Micron Technology Inc. gave a strong sales forecast for the current quarter and told investors it’s through the worst of a slump in the memory-chip industry.

Revenue will be as much as US$4.8 billion in the fiscal second quarter, Micron said in a statement. Analysts had projected US$4.76 billion, according to data compiled by Bloomberg. Adjusted earnings will be 35 cents U.S. a share, plus or minus 6 cents. Analysts estimated 40 U.S. cents a share on average.

Wall Street has been predicting a recovery in demand and expects the market for computer and smartphone components will return to growth in the second half of next year. The results from Micron, the biggest U.S. maker of memory chips, confirmed this optimism.
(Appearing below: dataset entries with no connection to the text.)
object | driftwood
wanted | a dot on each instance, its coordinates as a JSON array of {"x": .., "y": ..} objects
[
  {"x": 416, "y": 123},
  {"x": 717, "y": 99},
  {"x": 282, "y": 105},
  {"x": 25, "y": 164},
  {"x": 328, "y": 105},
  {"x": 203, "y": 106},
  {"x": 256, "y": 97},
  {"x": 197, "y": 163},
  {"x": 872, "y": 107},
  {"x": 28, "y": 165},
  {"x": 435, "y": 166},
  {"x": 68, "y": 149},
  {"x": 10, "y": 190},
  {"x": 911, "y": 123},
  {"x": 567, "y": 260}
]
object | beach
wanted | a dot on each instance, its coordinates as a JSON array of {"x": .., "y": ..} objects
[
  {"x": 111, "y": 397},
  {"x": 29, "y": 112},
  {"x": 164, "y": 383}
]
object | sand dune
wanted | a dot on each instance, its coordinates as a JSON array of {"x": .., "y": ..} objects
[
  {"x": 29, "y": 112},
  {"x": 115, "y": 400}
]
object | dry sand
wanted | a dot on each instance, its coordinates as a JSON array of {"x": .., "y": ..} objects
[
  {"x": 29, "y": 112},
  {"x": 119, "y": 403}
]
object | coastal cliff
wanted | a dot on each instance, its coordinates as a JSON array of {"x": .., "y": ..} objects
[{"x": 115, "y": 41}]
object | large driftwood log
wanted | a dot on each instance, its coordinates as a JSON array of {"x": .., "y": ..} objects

“We are optimistic that Micron’s fiscal second quarter will be the cyclical bottom for our financial performance,” Chief Executive Officer Sanjay Mehrotra said in the statement.

Shares of the Boise, Idaho-based company rose about 3 per cent in extended-trading following the report. They closed at $53.04 earlier on Wednesday, leaving them up 67% this year. The shares had rallied more than 10% in December.

Net income in the period ended Nov. 28 fell to US$491 million, or 43 cents a share, from US$3.29 billion, or US$2.81 a share, a year earlier. Revenue declined 35 per cent to US$5.14 billion.

The company makes dynamic random access memory chips, which help processors crunch data in computers and smartphones, and Nand flash memory, which stores information in those devices.

Under Mehrotra, Micron has pursued different markets for its chips to reduce wild swings in the balance of supply and demand. The company has so far been able to avoid the heavy losses it experienced as recently as 2016. At its lowest ebb in that year, the company burned through US$1.3 billion in cash in a quarter, according to Mehrotra. If his projections for fiscal 2020 pan out, it will be the fourth year in a row the company has had positive free cash flow, the first time it has managed such a run.

“Of course there will be cycles such as what we experienced in 2019,” he said in an interview. “But even in the most challenging environment Micron has delivered relatively strong results.”

The U.S. government’s designation of Huawei Technologies Co. as a threat to national security has dented sales of Micron, which has been a major supplier to the Chinese company. Micron applied for a license to resume shipments arguing, like many of its U.S. peers, that the ban hurts American chipmakers because Huawei can get the same components from foreign rivals.

Micron confirmed Wednesday that it “received all of the requested licenses that enable us to provide support for certain products” to Huawei for the Chinese company’s mobile and server businesses. Resuming that relationship will take time and Micron doesn’t anticipate “a material impact on our revenue for the next couple of quarters,’ the company said in the statement.

Micron’s biggest competitors are South Korea’s Samsung Electronics Co. and SK Hynix Inc., which aren’t subject to U.S. export restrictions.